Although there’s still a lot of winter chill in the air, my thoughts are already turning to the Cincinnati Fringe Festival, our annual theatrical treat that I think of as the kick-off for summer. It usually happens in late May and early June, just before the solstice, so it’s a reminder of good things to come. The sixth annual Cincinnati Fringe is set to open on May 26; performances will continue through June 6.
Organized by Know Theatre of Cincinnati, the Fringe has become a much-anticipated annual component of our performing arts scene. (It also offers visual art and film, but most of what happens during the two-week run is theater and dance.) This year we’ll see 34 productions, featuring more than 150 artists in a total of 170 performances. Venues will include Media Bridges, the Art Academy, Know Theatre, Below Zero Lounge, Coffee Emporium, New Stage Collective and Mixx Ultra Lounge.
According to producer Eric Vosmeier, our local Fringe has become a favorite of artists from across the country.
“We’re not the biggest festival,” he says. “We don’t have the biggest box-office payouts. But we do make participation affordable to artists who travel here, and we’ve begun to gain a solid reputation for being one of the most accommodating to artists over the last few years.”
The 2009 Fringe has 20 new performing groups, more than two-thirds of the participants.
Some of Cincinnati’s best performers and popular local Fringe contributors will be on hand, too. Professional actress and CEA winner Amy Warner will perform The Edge, a work first seen at the Edinburgh Fringe in 1989, and Queen City Off Broadway’s founder Lyle Benjamin has assembled a cabaret-style program, Lonesome Losers of the Night, featuring music by French songwriter Jacques Brel.
Stacy Sims returns with another inventive script, Gymnasium, from the True Body Project; her Body Language, performed last year in classrooms at the School for Creative and Performing Arts, was popular with audiences. One of our best local avant-garde companies, Performance Gallery, will present KAZ/m, a piece that follows the repercussions of a suicide.
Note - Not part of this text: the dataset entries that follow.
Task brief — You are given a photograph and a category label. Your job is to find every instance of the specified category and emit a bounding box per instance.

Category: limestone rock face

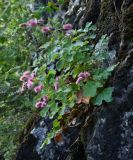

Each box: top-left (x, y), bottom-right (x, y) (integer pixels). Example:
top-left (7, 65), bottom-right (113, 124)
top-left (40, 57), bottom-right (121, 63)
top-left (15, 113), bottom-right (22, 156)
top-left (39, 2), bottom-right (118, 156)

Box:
top-left (16, 0), bottom-right (133, 160)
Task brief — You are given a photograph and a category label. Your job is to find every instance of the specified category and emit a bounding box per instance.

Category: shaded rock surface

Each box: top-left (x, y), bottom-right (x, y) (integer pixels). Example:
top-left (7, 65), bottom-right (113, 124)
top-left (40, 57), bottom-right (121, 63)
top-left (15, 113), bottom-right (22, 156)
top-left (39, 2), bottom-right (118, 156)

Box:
top-left (16, 0), bottom-right (133, 160)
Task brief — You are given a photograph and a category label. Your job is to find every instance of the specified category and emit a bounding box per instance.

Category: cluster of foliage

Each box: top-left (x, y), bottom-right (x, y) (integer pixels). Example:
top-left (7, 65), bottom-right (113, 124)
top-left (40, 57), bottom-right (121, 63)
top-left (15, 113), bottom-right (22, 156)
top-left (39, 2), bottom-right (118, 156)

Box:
top-left (20, 19), bottom-right (115, 147)
top-left (0, 0), bottom-right (34, 160)
top-left (0, 0), bottom-right (115, 160)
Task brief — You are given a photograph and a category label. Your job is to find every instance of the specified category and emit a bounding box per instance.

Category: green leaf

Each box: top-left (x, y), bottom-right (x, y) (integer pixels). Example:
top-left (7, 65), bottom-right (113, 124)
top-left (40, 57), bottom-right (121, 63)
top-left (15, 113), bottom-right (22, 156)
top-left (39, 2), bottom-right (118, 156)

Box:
top-left (93, 87), bottom-right (113, 106)
top-left (56, 59), bottom-right (64, 71)
top-left (40, 42), bottom-right (51, 49)
top-left (40, 107), bottom-right (49, 117)
top-left (83, 80), bottom-right (102, 97)
top-left (53, 119), bottom-right (60, 130)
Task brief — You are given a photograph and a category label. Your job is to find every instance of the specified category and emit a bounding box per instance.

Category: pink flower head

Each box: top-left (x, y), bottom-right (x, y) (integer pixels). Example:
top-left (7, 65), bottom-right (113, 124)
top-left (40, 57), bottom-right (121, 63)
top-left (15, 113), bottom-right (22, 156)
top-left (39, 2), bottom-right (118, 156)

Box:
top-left (27, 80), bottom-right (34, 89)
top-left (19, 76), bottom-right (27, 82)
top-left (20, 82), bottom-right (27, 93)
top-left (76, 77), bottom-right (84, 84)
top-left (41, 27), bottom-right (51, 33)
top-left (23, 71), bottom-right (30, 76)
top-left (63, 23), bottom-right (73, 30)
top-left (54, 82), bottom-right (59, 91)
top-left (55, 76), bottom-right (60, 81)
top-left (27, 18), bottom-right (38, 27)
top-left (19, 23), bottom-right (27, 28)
top-left (38, 18), bottom-right (44, 24)
top-left (66, 30), bottom-right (73, 36)
top-left (78, 72), bottom-right (90, 78)
top-left (84, 72), bottom-right (90, 78)
top-left (42, 96), bottom-right (48, 103)
top-left (78, 72), bottom-right (84, 78)
top-left (34, 84), bottom-right (44, 93)
top-left (35, 101), bottom-right (46, 109)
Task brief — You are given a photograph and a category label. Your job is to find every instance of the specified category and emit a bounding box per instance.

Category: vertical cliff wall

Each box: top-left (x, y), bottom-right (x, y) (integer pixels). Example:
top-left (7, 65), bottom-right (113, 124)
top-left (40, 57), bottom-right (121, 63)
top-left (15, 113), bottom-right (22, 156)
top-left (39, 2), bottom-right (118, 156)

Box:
top-left (16, 0), bottom-right (133, 160)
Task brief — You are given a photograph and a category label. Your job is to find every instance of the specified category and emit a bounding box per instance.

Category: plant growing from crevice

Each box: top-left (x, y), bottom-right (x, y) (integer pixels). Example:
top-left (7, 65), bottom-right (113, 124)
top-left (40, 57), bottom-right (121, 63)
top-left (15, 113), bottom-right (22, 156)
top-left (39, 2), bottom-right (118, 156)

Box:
top-left (18, 16), bottom-right (115, 148)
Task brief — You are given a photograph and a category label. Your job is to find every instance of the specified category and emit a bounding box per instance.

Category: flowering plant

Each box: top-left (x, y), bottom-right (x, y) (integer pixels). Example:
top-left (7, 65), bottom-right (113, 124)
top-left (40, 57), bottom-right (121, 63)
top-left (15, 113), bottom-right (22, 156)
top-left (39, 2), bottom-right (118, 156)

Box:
top-left (20, 17), bottom-right (115, 146)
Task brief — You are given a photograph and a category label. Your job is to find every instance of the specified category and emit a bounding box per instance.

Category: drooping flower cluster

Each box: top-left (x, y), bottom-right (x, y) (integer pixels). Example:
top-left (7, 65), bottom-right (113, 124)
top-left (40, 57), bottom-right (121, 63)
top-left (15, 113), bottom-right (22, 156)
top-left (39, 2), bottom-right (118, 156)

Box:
top-left (41, 26), bottom-right (52, 33)
top-left (34, 84), bottom-right (44, 93)
top-left (76, 72), bottom-right (90, 84)
top-left (35, 96), bottom-right (48, 109)
top-left (20, 71), bottom-right (35, 92)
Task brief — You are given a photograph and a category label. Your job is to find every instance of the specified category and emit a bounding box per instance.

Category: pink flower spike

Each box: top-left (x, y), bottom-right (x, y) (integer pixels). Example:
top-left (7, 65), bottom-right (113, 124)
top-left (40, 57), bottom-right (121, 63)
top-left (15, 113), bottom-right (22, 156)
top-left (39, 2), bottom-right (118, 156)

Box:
top-left (76, 77), bottom-right (84, 84)
top-left (54, 82), bottom-right (59, 91)
top-left (84, 72), bottom-right (90, 78)
top-left (27, 18), bottom-right (38, 27)
top-left (27, 80), bottom-right (34, 89)
top-left (55, 76), bottom-right (60, 81)
top-left (23, 71), bottom-right (30, 76)
top-left (19, 76), bottom-right (27, 82)
top-left (42, 96), bottom-right (48, 103)
top-left (63, 23), bottom-right (73, 30)
top-left (19, 23), bottom-right (27, 28)
top-left (41, 27), bottom-right (51, 33)
top-left (78, 72), bottom-right (85, 78)
top-left (35, 101), bottom-right (46, 109)
top-left (34, 84), bottom-right (44, 93)
top-left (38, 18), bottom-right (44, 24)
Given the financial turmoil the world finds itself in at the moment, Fringe is perfectly suited to everyone’s state of mind. It’s compact, with all the venues in Over-the-Rhine, so you won’t spend a lot getting around. It’s inexpensive — tickets are just $12 per show, or you can buy a general pass for the entire festival (prices haven’t been set yet, but it cost $150 last year). Best of all, the Fringe is creative … and distracting. We can all use more of those in these troubled times, right? Is it May yet?